Fees from its primary business, advising companies and governments on transactions and strategies, plunged 42 percent to $96.5 million, the firm said on Tuesday. Analysts, who track widely available M&A transaction data, were caught off guard by the decline.
“Restructuring revenues were the only positive standout in the quarter,” Pali Capital analyst Doug Sipkin said in a note to clients.
Lazard reported a net loss of $53.5 million, or 77 cents a share, including a previously announced pretax charge of $62.6 million for layoffs and other business changes.
A year earlier, the firm reported net income of $7.8 million, or 14 cents.
Excluding the charge and assuming the full exchange of certain ownership interests, the bank posted a loss of 26 cents a share in the most recent period. On that basis, analysts on average had forecast a profit of 31 cents a share.
Revenue fell 19 percent to $248.4 million, also falling short of expectations.
“This obviously continues to be a tumultuous environment which impacts the timing and level of our revenue,” Chief Executive Bruce Wasserstein said in a statement.
Fox-Pitt Kelton analyst David Trone said Lazard’s merger advisory fees were more than 40 percent below his forecast, “a severe shortfall considering the transparency of deal data.”
Trone said these fees are not likely to recover in the current quarter. “We see no major deals slipping into the second quarter, so this shortfall remains a mystery to us.”
In Lazard’s restructuring business, advising companies in or near bankruptcy, fees surged fourfold to $61 million. Recession and balky financial markets could push corporate defaults to record levels by the end of this year, Vice Chairman Steven Golub said in an interview.

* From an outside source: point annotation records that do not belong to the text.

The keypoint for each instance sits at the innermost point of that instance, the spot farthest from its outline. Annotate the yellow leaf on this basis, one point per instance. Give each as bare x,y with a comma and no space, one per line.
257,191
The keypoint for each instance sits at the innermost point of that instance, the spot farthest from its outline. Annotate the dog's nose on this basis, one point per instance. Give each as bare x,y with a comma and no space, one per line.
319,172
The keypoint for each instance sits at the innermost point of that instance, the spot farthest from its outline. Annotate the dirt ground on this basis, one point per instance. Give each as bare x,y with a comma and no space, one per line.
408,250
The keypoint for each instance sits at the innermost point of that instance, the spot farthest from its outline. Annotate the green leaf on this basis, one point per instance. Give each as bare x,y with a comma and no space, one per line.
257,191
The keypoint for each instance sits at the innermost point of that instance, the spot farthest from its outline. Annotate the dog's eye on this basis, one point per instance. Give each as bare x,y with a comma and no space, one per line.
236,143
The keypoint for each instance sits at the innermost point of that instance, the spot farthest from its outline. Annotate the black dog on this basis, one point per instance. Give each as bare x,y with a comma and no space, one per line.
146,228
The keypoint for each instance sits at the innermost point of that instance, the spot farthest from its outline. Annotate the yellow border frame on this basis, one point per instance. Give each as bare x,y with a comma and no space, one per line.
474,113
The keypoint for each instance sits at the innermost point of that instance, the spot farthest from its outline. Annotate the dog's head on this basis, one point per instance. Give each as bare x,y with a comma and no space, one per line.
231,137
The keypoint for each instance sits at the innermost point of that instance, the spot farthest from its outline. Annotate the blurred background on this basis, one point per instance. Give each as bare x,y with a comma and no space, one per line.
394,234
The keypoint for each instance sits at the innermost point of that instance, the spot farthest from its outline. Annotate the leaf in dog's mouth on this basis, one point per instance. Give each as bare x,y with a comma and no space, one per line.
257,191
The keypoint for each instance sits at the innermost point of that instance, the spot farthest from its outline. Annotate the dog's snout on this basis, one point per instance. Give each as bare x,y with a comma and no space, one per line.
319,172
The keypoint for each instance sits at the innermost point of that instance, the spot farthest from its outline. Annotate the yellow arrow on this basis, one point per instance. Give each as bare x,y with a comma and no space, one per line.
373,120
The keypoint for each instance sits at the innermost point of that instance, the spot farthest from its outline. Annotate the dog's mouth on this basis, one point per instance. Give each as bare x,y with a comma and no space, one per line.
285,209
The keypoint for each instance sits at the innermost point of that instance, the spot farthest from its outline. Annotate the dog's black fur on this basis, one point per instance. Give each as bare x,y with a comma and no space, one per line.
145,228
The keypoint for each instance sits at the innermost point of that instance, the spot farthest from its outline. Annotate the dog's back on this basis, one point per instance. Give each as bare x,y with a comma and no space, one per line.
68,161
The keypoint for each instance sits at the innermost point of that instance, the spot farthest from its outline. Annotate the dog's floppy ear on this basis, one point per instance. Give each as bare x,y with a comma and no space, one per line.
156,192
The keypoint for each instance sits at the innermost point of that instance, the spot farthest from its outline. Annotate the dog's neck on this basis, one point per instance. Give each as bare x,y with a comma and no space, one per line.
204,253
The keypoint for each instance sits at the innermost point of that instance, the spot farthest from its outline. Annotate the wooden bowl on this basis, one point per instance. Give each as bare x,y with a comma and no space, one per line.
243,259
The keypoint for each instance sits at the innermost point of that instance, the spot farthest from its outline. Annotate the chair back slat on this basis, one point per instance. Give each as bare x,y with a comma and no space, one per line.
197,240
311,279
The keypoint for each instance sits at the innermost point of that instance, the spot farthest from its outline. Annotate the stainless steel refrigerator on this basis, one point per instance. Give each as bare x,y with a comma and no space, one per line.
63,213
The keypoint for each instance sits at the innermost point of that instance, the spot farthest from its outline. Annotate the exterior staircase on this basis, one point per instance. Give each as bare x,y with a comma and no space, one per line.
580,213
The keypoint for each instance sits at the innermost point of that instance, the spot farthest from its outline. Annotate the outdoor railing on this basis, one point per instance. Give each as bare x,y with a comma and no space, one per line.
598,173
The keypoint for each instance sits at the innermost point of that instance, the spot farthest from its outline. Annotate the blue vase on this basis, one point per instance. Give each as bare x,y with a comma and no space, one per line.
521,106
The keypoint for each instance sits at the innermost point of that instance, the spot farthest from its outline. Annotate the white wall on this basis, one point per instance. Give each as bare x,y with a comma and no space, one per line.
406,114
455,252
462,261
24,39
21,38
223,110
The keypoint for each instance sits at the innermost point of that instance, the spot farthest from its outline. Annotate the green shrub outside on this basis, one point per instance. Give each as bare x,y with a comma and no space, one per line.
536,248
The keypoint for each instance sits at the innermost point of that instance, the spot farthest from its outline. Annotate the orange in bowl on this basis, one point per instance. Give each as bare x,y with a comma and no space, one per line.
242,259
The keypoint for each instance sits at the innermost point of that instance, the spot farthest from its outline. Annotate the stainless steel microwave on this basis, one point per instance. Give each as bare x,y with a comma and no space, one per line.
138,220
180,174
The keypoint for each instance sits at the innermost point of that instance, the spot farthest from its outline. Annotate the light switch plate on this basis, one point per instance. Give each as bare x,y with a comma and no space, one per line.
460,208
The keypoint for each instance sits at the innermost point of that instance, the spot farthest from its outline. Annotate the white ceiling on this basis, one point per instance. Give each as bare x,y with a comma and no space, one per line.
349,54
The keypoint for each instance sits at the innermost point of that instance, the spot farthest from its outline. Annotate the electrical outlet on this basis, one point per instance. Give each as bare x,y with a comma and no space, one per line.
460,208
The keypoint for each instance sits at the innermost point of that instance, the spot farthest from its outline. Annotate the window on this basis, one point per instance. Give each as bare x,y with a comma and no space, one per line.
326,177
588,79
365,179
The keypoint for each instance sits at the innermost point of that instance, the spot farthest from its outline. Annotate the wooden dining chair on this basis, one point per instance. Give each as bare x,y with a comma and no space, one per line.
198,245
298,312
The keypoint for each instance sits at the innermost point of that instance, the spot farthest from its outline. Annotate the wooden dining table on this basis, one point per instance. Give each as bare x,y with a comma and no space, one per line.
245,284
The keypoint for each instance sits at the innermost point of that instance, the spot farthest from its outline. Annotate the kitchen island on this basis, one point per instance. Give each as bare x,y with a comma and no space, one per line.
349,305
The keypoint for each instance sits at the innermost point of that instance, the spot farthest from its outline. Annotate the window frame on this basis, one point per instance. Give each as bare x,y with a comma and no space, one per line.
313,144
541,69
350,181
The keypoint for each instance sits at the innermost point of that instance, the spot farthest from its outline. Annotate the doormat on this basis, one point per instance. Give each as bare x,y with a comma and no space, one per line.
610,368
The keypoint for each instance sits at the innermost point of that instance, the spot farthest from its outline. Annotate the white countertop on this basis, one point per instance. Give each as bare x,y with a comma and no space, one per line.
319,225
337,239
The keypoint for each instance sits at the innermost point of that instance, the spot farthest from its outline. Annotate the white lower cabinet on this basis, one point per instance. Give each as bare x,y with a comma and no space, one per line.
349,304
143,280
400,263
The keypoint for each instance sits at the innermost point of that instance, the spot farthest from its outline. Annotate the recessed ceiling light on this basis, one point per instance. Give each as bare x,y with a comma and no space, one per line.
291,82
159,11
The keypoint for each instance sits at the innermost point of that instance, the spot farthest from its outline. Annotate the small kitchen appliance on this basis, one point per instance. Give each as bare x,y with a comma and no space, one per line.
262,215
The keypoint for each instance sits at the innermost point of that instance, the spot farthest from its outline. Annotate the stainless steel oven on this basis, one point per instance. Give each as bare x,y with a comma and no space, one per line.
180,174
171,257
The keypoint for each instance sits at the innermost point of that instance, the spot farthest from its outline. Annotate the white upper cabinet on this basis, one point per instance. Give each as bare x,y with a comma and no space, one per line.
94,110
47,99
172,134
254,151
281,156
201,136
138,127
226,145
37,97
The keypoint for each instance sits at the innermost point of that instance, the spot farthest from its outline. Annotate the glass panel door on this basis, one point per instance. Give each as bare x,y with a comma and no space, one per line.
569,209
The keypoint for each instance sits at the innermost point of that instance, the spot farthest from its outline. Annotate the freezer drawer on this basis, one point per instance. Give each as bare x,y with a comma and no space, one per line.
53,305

Revenue from Lazard’s asset management business, heavily concentrated in equities, fell 40 percent in the quarter. Assets under management contracted by 11 percent during the period, to $81 billion.
Pali’s Sipkin said Lazard’s backlog of advisory business improved in the quarter, which bodes well for future results, but he warned asset management could struggle for some time.
Lazard cut back on travel, business development and other areas to bring down operating costs by 24 percent compared with a year earlier. With business slowing, compensation as a percentage of revenue surged to 75 percent.
“On balance, the revenue was very disappointing and management appears to have made no attempt to adjust compensation accordingly,” said Trone, who rates Lazard shares “outperform.” “We will have to revisit our thesis on Lazard.”
Golub said headcount has been slashed by 10 percent since last summer’s peak, back down to 2006 levels. He declined to provide detailed employment numbers.
Executives at the firm want investors to ignore the disappointing quarterly loss and focus on future prospects. Golub said fees are expected to rebound in the second half, when a number of deals in the pipeline will be completed.
Lazard also has been adding senior M&A and restructuring advisers, taking advantage to turmoil seen at other Wall Street banks. The firm did not receive government support and so is not under any compensation restrictions.
“We see an opportunity,” Golub said. “It’s in these downturns that you are able to, and we have been able to, accelerate global hiring at the senior level.” A number of addition hires will be announced shortly, he added.
No conference call with analysts was scheduled to discuss the quarterly results.
Lazard shares were down $1.56, or 5 percent, to $29.73 in morning trade on the New York Stock Exchange Tuesday after falling as low as $27.50 earlier in the session. Through Monday, the shares has risen 5 percent this year, lagging a 17 percent rise in the Securities Broker Dealer Index .XBD.